Recap
Over the past few weeks, our project has been focused on exploring the nature of our emotions in our interpersonal relationships. We communicate very often via social media and we chose WhatsApp as the virtual space to explore. From the first deliverable, we decided that our hidden data would be the emotions and feelings conveyed with emojis and additionally, their ability to describe interpersonal relationships over time.
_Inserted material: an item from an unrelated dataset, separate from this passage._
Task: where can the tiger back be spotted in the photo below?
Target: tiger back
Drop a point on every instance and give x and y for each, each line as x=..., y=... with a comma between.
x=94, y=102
Within a week, we collected the different emojis we sent to our friends and how many times we sent them. While coding our results we discovered that even though we each used emojis differently and concerning our contexts, there were also some similarities with use. So we created a persona as a fictional representation.
Persona
We iterated our persona in this phase. Tom is a 23 years old student at the Ludwig Maximilian University of Munich. He is employed as a working student in an international IT-Company and cares about being in a social circle. Generally, he is stressed with his 20-hour job and university and often forgets to write to his friends and family that are truly important to him. He would like to have a visual way that displays an overview of the interpersonal relationship and possibly reminds him to communicate with his friends and family.
Emoji categorization
Having this persona in mind, we collected the most commonly used emojis relating to our persona and categorised these emojis into the different emotions they conveyed as well as the intensity of these emotions. As such we settled on four main emotions: Anger, Love, Sadness and Happiness with anger and love at the extreme ends of the spectrum.
Material Exploration
Using these emotions as an anchor, we began to explore materials that may relate to these emotions. We questioned ourselves on which materials would trigger these emotions in each of us and organised the materials in this manner. Anger was associated with metal. Love associated with bed covers and wood. Sadness was associated with water flowing down the drain and finally, happiness was associated with fleece and also wood.
Research
However, we recognized that emotions are subjective and decided to gather more opinions and insights. To do this, we conducted short interviews with 7 people on their associated haptifications with emotions and why they associated the particular material with the emotion. We discovered that
Anger was associated with
- fire because it is hot and painful,
- sheet metals because it reminded them of cars and heavy traffic
- cardboard because it reminded them of moving boxes
- boiling water as a metaphor of “boiling with anger”
Love was associated with
- warm skin because the interviewee loved body contact
- wood because it appeared warm
- fur because they related it to love of pets
- fluffy fabric
Sadness was associated with
- ashes because the interviewee associated it with death
- paper towels to wipe away tears
- black fabric which reminded of sorrow
- cold metal and cold glass
Happiness was associated with
- air because the emotion gives them a light feeling
- grass because it reminded them of summertime
- sand because they related it to the sea and beaches
- cardboard as in receiving packages
- polished concrete as they related it to something smooth and comforting
Further Explorations
From this exercise, we discovered that categorizing emotions to materials is very subjective; however there was one material that stood out because of its versatile nature. This was water. We could argue that water could be manipulated into states of haptification in order to represent an emotion. The use of temperature, physical structure and colour could be used to manipulate the behaviour of water to associate it with the four emotions.